Password expiration policies have become a controversial issue of late. One of our clients is currently being audited for SOX compliance and we were asked to justify our policy of not enforcing password expiration. Here's the justification for our approach.
The notion of regularly changing passwords was introduced in the 1970’s by the United States Department of Defence (DoD). The idea was to make passwords expire before their mainframes could crack the hashes. This then got incorporated into a bunch of compliance regulations including ISO27K2, PCI-DSS, and Hitrust which in turn meant that the DoD policy was propagated to environments it was not meant to address. Password expiration policies then became mainstream for 4 decades. In all this time, nobody actually proved the extent of protection offered by a password expiration policy. It was just accepted without careful consideration. The result is a stale policy that is no longer effective and actually dangerous. A “best practice” based on experience 40 years ago with non-networked mainframes in a DoD environment is hardly a match for today’s systems, especially with the advent of the Internet!

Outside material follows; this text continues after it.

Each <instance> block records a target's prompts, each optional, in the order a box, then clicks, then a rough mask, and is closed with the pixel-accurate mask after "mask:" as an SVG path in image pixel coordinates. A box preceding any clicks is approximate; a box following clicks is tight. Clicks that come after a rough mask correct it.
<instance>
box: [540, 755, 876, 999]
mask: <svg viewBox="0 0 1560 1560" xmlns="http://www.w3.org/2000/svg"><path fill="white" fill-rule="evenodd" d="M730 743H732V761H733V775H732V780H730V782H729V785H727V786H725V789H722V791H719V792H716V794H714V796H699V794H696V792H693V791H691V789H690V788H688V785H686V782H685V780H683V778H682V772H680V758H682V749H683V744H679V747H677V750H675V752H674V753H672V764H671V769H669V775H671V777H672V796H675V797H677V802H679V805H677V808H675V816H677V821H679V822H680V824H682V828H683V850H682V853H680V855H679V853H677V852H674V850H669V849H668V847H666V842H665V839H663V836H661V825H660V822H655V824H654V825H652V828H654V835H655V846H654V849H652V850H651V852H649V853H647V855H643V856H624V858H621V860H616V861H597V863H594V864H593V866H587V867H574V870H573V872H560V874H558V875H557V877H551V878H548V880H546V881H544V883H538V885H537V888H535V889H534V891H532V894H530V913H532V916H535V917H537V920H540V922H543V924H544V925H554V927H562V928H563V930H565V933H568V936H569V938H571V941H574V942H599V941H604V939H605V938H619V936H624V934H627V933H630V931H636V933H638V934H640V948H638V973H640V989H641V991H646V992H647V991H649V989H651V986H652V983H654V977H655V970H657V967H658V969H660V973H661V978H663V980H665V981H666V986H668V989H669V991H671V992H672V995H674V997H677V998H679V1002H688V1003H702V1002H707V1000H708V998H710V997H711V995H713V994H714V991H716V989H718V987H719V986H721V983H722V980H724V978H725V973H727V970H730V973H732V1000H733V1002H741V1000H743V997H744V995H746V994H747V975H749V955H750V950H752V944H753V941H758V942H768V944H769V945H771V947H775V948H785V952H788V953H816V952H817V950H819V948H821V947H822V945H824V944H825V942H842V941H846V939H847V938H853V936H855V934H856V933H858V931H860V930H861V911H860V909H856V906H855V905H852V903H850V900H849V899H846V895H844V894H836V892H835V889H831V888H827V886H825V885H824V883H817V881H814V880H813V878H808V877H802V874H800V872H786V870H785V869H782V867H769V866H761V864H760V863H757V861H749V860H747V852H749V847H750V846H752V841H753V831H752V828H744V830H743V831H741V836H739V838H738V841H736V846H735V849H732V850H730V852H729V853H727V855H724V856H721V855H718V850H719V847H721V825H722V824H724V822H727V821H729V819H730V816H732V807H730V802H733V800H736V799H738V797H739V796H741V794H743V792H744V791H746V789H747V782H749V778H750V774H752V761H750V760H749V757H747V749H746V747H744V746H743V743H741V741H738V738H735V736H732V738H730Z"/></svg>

In 2010, researchers from the University of North Carolina obtained the cryptographic hashes to 10,000 expired accounts that once belonged to university employees/students who had been required to change their passwords every 3 months. The data included all passwords that had been changed over time. By studying the data, the researchers identified common techniques people used when they were required to change passwords. The researchers found that most people simply took their old passwords and changed it in some small way to some up with a new password. These small changes are known as transformations.
The researchers used the transformations they uncovered to develop algorithms that were able to predict changes with great accuracy. Then they simulated real-world cracking to see how well they performed. In online attacks, in which attackers try to make as many guesses as possible before the targeted network locks them out, the algorithm cracked 17 percent of the accounts in fewer than five attempts. In offline attacks performed on the recovered hashes using superfast computers, 41 percent of the changed passwords were cracked within three seconds.
A separate study from researchers at Carleton University provided a mathematical demonstration that frequent password changes hamper attackers only minimally and not enough to offset the inconvenience to end users.
Based on the above research, the US National Institute of Standards and Technology (NIST) and the UK National Cyber Security Centre (NCSC) both concluded that mandated password changes are ineffective and counterproductive. In 2016 their latest guidelines recommended that password expiration be eliminated. Microsoft also made the same recommendation in 2014.